The facts about the Serious Fraud Office

What is the Serious Fraud Office? Set up in 1987 to tackle booming white collar fraud, particularly in the City, it is the first body of its kind in British legal history to have investigators who can also act as prosecutors. It has extraordinary powers to collect evidence (it can seize documents without making a court appearance), and to question suspects (unlike police, it does not have to go through the normal caution process).

Who works there? How much does it cost? Its present director, George Staple, a former City solicitor, reports to the Attorney General. There are about 130 full-time staff, mostly lawyers and accountants. There are 45 to 55 policemen from the Metropolitan and City of London forces. Cost: pounds 22m in 1992-93 - a 23 per cent rise on 1991-92; the value of fraud investigated was pounds 6.2bn.

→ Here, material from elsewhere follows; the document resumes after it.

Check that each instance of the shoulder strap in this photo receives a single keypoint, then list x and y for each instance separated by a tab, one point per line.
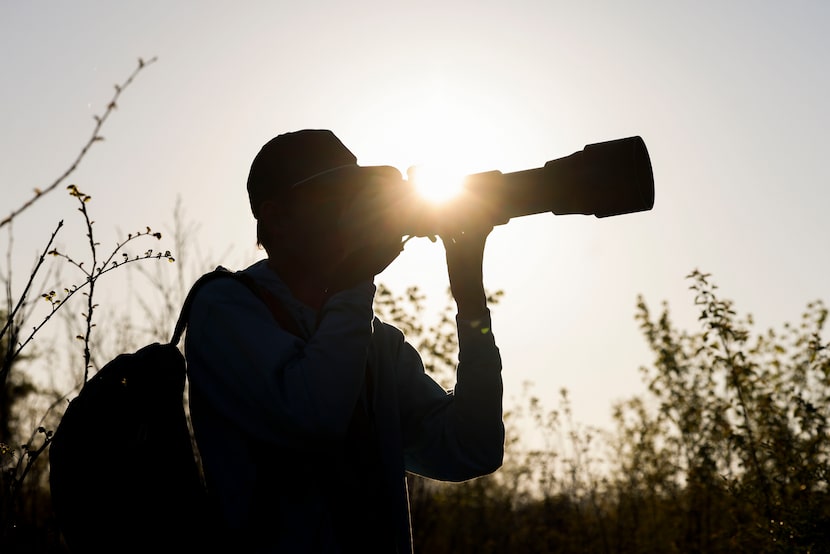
276	307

Why has it got such a bad reputation? It failed to secure convictions in a number of high-profile cases and critics accuse it of incompetence. A judge ruled yesterday that three stockbrokers accused of fraud had no case to answer. Last week, Roger Levitt, a financial adviser, admitted fraudulent trading but was sentenced to just 180 hours' community service after a plea bargain with SFO. Terry Ramsden walked free after admitting pounds 90m fraud. The second Guinness trial collapsed last year, as did the Blue Arrow trial. The Independent disclosed yesterday that the relationship between some police officers working for SFO and an informer is now the subject of investigation; and that confidential information on another case was passed from the SFO to City solicitors - the same firm for which George Staple had been head of litigation.

Any successes? It brought Peter Clowes to court. There has been a rise in the rate of successful fraud prosecutions to around 70 per cent of cases tried.